The market for electronic devices based on wide-bandgap semiconductors is poised to grow by 30% or more per year, according to a technology and market report from Strategies Unlimited. The two most important semiconductors will be galium nitride (GaN), mainly for microwave applications, and silicon carbide (SiC), mainly for power supplies and motor controls. Other materials, such as aluminum nitride (AlN) are much less mature in their development.
The projected market growth strongly depends on continuing improvements in substrate quality, price, and availability; new device and package designs; and the ability of system designers to take advantage of the new technology.
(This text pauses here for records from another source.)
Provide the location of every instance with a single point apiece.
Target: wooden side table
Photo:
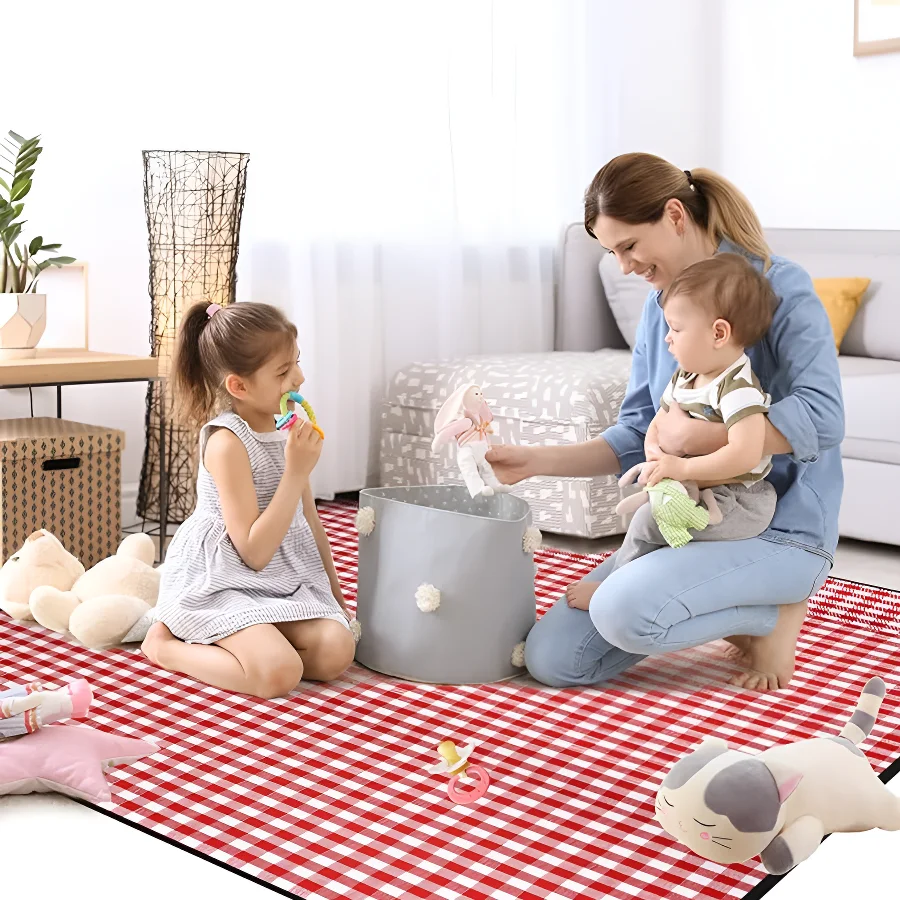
(63, 368)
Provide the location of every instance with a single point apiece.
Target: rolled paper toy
(288, 417)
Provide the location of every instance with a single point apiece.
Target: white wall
(657, 82)
(103, 85)
(105, 82)
(809, 132)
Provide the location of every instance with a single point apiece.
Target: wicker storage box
(65, 477)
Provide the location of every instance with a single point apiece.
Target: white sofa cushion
(626, 295)
(875, 330)
(871, 396)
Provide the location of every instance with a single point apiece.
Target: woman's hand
(302, 450)
(511, 464)
(666, 466)
(680, 434)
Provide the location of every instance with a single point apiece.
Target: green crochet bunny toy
(676, 507)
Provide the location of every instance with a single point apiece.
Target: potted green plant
(23, 311)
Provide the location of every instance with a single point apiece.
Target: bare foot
(578, 595)
(157, 637)
(740, 645)
(770, 659)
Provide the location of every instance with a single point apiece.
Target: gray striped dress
(207, 592)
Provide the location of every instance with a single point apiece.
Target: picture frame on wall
(876, 27)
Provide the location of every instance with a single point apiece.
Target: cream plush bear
(107, 605)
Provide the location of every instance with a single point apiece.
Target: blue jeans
(669, 600)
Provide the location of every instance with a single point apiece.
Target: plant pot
(23, 318)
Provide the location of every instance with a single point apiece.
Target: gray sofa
(574, 393)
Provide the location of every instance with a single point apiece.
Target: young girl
(249, 600)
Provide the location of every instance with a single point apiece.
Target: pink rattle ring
(474, 793)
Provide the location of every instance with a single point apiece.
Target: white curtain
(424, 159)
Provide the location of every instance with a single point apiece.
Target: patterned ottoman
(536, 398)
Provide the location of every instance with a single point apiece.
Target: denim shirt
(796, 362)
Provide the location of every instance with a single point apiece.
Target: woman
(657, 220)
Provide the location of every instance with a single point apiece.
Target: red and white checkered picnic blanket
(323, 795)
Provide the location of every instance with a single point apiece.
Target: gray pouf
(446, 584)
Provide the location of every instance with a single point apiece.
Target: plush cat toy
(729, 806)
(466, 417)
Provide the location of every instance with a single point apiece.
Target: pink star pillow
(66, 759)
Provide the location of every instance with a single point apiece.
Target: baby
(715, 309)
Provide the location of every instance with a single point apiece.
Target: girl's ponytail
(196, 397)
(237, 339)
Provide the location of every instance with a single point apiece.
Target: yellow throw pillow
(841, 298)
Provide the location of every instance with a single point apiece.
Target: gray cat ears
(687, 767)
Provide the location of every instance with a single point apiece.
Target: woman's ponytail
(729, 214)
(635, 188)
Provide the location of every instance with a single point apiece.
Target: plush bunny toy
(465, 417)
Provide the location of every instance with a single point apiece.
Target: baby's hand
(665, 466)
(302, 451)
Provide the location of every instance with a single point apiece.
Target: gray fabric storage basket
(473, 552)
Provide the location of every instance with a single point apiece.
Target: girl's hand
(302, 450)
(673, 467)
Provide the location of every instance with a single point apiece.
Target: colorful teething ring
(474, 793)
(288, 417)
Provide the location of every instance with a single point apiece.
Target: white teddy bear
(105, 606)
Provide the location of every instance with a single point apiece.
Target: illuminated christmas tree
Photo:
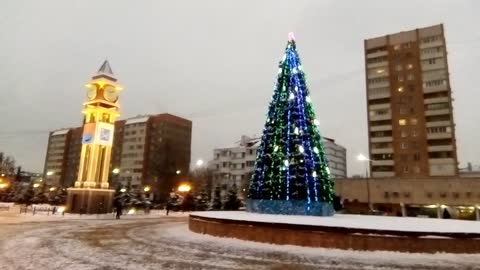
(291, 170)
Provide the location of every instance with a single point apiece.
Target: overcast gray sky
(214, 62)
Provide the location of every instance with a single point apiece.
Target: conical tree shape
(291, 170)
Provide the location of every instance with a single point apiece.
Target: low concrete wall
(328, 237)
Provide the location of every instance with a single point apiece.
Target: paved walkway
(166, 243)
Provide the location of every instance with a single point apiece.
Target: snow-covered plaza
(159, 242)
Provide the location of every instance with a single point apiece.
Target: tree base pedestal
(290, 207)
(89, 201)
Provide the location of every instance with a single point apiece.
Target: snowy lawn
(356, 221)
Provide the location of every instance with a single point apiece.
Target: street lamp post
(363, 158)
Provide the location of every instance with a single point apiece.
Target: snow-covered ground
(160, 242)
(356, 221)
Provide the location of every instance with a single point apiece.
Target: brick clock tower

Early growth will be dominated by products for microwave power amplifiers, such as for communications, radar, and military uses, according to the report: “Wide-Bandgap Electronics—2008”. Growth in products for power management will take longer, while low-power products for high-temperature environments will not see a significant opportunity through the forecast period. The devices will compete against established semiconductor-based devices and vacuum tubes in segments that will have a combined value of about $1 billion in revenues by 2012.
Wide-bandgap materials offer nearly ideal properties for fast, hot, high-power electronics. They have attractive properties but have high melting points—above 2,000°C—and they have taken the semiconductor industry the longest to master. The materials benefit from much of the development in silicon electronics, but silicon-based products are much less expensive to manufacture. Therefore, wide-bandgap electronics has to compete in those niches where silicon and other solutions are inferior.